Не доверяю, но сажусь и еду.
И ещё я не верю спившимся пророкам, напевающим свои мелодичнее пророчества зрительному залу. Они не знают смысла собственных песен, а потому всегда идут на поводу у публики.
Не верю беременным женщинам. В них кричит биология, но им безразлично, кого именно они произведут на свет.
Я сомневаюсь в необходимости продолжения рода человеческого.
И самому себе не верю, потому что я тоже зачат случайно, рождён по чьей-то воле, напичкан странной информацией, и тоже являюсь объектом чьих-то сомнений.

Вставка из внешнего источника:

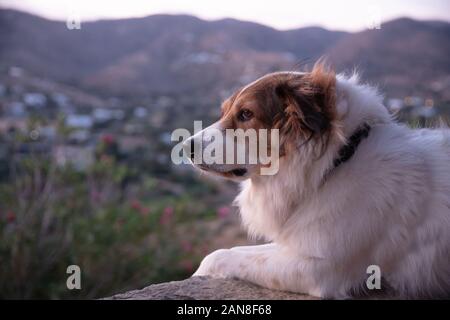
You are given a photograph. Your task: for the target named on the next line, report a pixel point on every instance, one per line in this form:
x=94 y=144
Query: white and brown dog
x=353 y=189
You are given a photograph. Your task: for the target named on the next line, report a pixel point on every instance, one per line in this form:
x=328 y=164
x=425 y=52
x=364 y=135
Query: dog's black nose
x=192 y=153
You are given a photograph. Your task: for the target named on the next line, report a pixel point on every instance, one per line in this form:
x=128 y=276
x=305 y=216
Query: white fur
x=388 y=205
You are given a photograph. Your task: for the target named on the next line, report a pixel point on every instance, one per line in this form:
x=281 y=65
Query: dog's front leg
x=268 y=265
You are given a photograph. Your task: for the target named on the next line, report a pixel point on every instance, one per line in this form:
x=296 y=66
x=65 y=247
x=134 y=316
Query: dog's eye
x=245 y=115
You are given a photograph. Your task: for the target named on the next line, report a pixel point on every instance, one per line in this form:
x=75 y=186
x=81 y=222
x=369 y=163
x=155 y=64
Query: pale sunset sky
x=350 y=15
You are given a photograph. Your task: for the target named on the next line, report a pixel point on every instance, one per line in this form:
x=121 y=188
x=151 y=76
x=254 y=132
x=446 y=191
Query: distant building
x=79 y=121
x=79 y=157
x=35 y=99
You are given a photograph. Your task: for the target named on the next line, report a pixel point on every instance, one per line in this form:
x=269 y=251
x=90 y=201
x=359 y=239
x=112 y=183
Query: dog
x=354 y=189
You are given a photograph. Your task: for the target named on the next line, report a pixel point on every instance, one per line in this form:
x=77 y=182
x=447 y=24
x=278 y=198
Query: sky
x=350 y=15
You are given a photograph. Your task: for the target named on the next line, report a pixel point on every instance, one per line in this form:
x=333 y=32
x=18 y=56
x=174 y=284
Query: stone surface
x=198 y=288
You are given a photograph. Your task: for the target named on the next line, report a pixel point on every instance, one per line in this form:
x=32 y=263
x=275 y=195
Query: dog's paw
x=218 y=264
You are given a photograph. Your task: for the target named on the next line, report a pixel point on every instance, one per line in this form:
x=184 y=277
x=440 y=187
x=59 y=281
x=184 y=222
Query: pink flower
x=186 y=246
x=223 y=212
x=166 y=217
x=144 y=211
x=107 y=139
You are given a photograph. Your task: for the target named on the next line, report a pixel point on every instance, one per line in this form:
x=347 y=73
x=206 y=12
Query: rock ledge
x=199 y=288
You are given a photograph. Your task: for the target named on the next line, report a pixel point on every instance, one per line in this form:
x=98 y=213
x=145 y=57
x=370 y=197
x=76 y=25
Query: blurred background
x=91 y=91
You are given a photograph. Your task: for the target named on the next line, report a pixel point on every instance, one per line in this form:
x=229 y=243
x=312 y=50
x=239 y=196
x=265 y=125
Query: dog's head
x=300 y=106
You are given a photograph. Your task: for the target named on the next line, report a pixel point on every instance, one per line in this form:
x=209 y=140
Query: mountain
x=181 y=54
x=405 y=57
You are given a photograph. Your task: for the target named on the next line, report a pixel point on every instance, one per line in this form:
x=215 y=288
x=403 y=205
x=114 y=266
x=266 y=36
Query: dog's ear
x=307 y=105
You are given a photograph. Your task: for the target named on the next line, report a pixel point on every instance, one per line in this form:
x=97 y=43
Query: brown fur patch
x=301 y=106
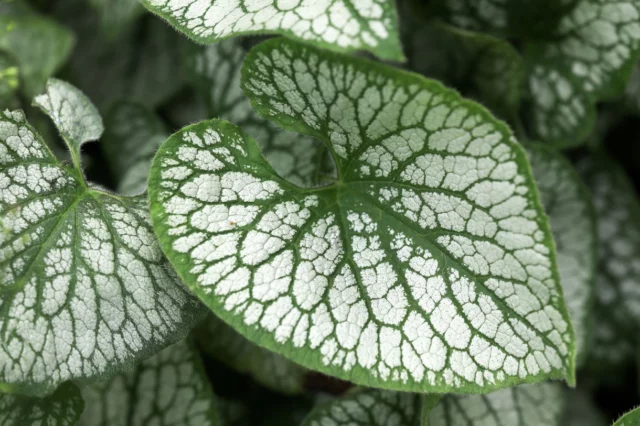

И уж конечно не верю ни в глас божий, ни в знамения его, ни в упования на него. Есть нечто, находящееся вне зоны доступа. Непознанная система. Вторжения бывают только случайными. Ведь достаточно одного лишь незначительного поступка, одного искажённого слова, одной неверной запятой, не так поставленному ударению, и вселенная пошатнётся. Пламя вырвется из подземных галерей. Волны сметут жилища. Трамвай на линии Братцево-Сокол сойдёт с рельс. А у симпатичной студентки, одиноко сидящей в летнем кафе, какой-нибудь сумеречный гандон украдёт кошелёк.
— Ты что, глухой? Тушинский суд! На выход! Руки за спину. Третий! Принимай!
Что хуже: быть одиноким в толпе на Ленинском проспекте, или говорить со вселенной в одиночной камере?
Конвойная камера Тушинского суда создана специально для фантазёров, потерявших реальное ощущение реальности. Узкая продолговатая ниша с двумя деревянными лавочками вдоль, заплёванные углы, мутный желтоватый свет. Когда — то бежевые, а теперь закопчённые, в многолетней, окаменевшей, бугристой пыли, стены. На потолке гирлянды паутин, давно уже покинутых пауками, потому что даже им неуютно в этой чёртовой шкатулке.